Olmert was convicted in what is known as the "Holyland affair" in which bribes were paid to speed up a luxury property development in Jerusalem.
He has already been cleared in several other corruption trials.
The 68-year-old former Kadima party leader had denied wrongdoing and had hinted at a political comeback.
The offences happened when Olmert was mayor of Jerusalem and subsequently a government minister.
Delivering the verdict in Tel Aviv on Monday, Judge David Rozen said the case "exposed governance that grew more corrupt and rotten over the years, with bribes paid to public officials," the Associated Press news agency reported.
Olmert succeeded Ariel Sharon as Prime Minister after the latter had a stroke in January 2006. He was mayor of Jerusalem from 1993 to 2003.
In 2012 Olmert was cleared of two major corruption charges but convicted of illegally granting favours to a business friend during his time as trade and industry minister under Mr Sharon.

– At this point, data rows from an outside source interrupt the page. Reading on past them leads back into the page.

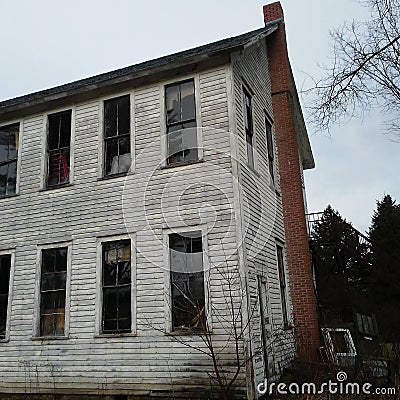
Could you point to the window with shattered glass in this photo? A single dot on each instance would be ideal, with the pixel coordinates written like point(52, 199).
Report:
point(282, 284)
point(5, 268)
point(117, 139)
point(248, 125)
point(9, 139)
point(116, 287)
point(58, 148)
point(270, 149)
point(187, 281)
point(53, 291)
point(181, 123)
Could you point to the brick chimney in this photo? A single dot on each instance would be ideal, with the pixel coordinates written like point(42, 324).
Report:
point(286, 116)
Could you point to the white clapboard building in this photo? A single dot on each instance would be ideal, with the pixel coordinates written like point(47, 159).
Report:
point(142, 242)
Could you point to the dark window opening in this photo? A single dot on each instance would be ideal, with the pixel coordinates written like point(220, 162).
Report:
point(9, 139)
point(181, 123)
point(53, 291)
point(282, 284)
point(270, 149)
point(58, 148)
point(248, 125)
point(187, 282)
point(116, 287)
point(5, 268)
point(117, 147)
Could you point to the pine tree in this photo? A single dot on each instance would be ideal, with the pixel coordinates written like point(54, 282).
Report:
point(384, 290)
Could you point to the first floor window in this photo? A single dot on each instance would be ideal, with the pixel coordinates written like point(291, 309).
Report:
point(116, 287)
point(58, 148)
point(117, 141)
point(53, 291)
point(9, 139)
point(180, 111)
point(282, 284)
point(187, 281)
point(5, 268)
point(248, 125)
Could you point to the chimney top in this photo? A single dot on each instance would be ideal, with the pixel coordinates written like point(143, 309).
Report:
point(272, 12)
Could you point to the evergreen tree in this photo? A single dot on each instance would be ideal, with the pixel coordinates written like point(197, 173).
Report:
point(384, 290)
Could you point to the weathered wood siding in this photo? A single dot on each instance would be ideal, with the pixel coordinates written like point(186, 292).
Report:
point(144, 205)
point(262, 211)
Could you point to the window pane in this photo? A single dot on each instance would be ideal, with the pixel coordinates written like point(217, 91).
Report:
point(172, 104)
point(110, 118)
point(3, 179)
point(123, 115)
point(188, 101)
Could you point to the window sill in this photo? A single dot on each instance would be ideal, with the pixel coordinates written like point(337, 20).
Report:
point(47, 188)
point(107, 177)
point(182, 164)
point(114, 335)
point(44, 338)
point(8, 196)
point(187, 333)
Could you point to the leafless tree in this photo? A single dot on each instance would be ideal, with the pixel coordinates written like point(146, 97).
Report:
point(365, 70)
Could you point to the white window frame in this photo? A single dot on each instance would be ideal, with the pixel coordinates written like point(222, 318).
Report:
point(99, 287)
point(348, 339)
point(10, 252)
point(37, 304)
point(100, 161)
point(20, 141)
point(44, 159)
point(167, 277)
point(164, 139)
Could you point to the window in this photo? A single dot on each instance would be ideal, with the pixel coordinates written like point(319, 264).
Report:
point(187, 281)
point(181, 123)
point(270, 149)
point(117, 142)
point(282, 284)
point(53, 291)
point(5, 268)
point(9, 138)
point(116, 287)
point(58, 148)
point(248, 125)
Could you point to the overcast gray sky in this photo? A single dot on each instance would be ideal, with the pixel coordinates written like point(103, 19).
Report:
point(46, 43)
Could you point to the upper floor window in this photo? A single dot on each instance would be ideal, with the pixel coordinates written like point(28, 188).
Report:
point(9, 139)
point(248, 125)
point(5, 268)
point(181, 123)
point(58, 148)
point(187, 281)
point(53, 291)
point(116, 287)
point(270, 149)
point(117, 141)
point(282, 284)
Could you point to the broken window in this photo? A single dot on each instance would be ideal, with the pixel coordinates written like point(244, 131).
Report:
point(181, 123)
point(9, 138)
point(117, 139)
point(53, 291)
point(270, 149)
point(187, 281)
point(5, 268)
point(282, 284)
point(340, 346)
point(116, 287)
point(248, 125)
point(58, 148)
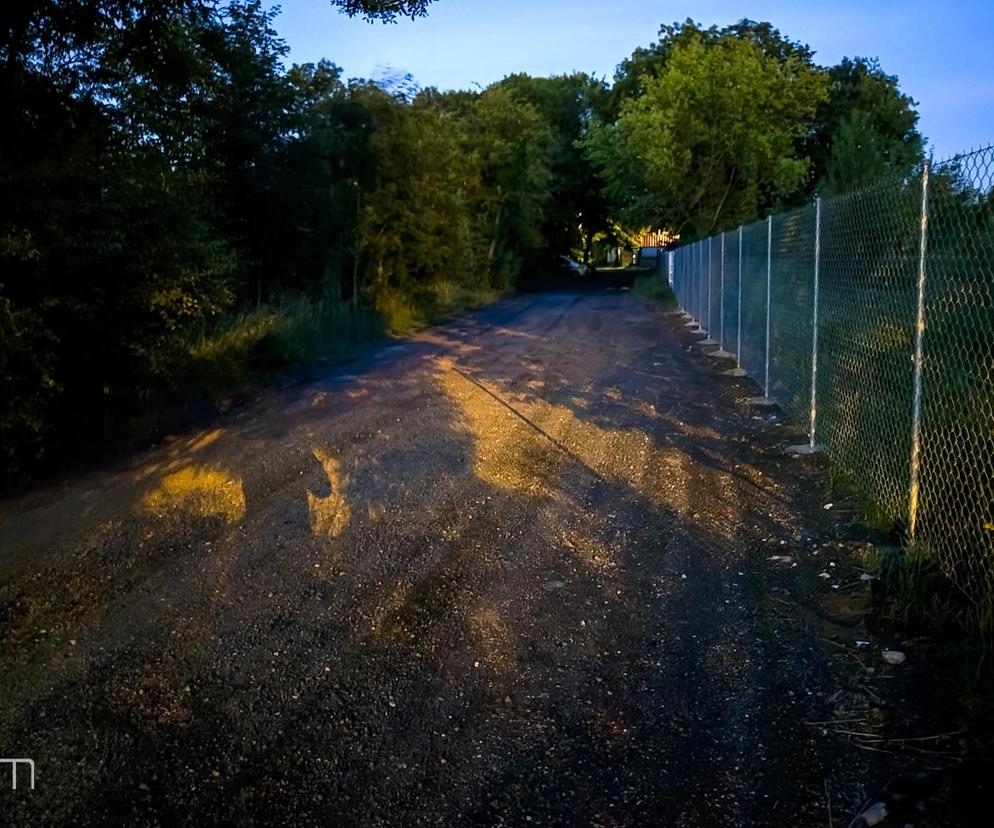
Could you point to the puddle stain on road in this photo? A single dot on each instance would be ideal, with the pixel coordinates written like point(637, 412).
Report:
point(329, 515)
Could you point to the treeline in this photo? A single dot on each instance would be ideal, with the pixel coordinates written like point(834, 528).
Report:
point(712, 128)
point(180, 212)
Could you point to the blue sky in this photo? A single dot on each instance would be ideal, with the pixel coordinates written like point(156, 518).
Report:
point(943, 52)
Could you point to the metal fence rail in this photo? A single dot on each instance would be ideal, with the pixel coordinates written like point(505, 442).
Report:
point(870, 318)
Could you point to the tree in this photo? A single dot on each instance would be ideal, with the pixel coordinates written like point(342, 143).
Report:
point(514, 147)
point(576, 210)
point(649, 62)
point(713, 140)
point(864, 130)
point(386, 10)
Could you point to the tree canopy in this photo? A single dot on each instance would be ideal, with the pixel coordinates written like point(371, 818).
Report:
point(179, 206)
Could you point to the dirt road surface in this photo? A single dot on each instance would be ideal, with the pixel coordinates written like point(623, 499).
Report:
point(514, 570)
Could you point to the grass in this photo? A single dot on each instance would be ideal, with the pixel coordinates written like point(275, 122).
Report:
point(242, 351)
point(655, 288)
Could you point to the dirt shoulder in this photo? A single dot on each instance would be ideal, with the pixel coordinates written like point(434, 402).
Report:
point(514, 569)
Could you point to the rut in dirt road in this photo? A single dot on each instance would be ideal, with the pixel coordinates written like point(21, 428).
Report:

He was fined $19,000 and given a one-year suspended jail sentence.
The Holyland affair saw millions of dollars in bribes change hands in one of the biggest corruption scandals in Israel's history.
As prime minister, Olmert pursued peace talks with the Palestinians and made an extensive offer of land-for-peace in 2008. He also oversaw the 2006 war with Hezbollah in Lebanon but subsequently struggled with low approval ratings.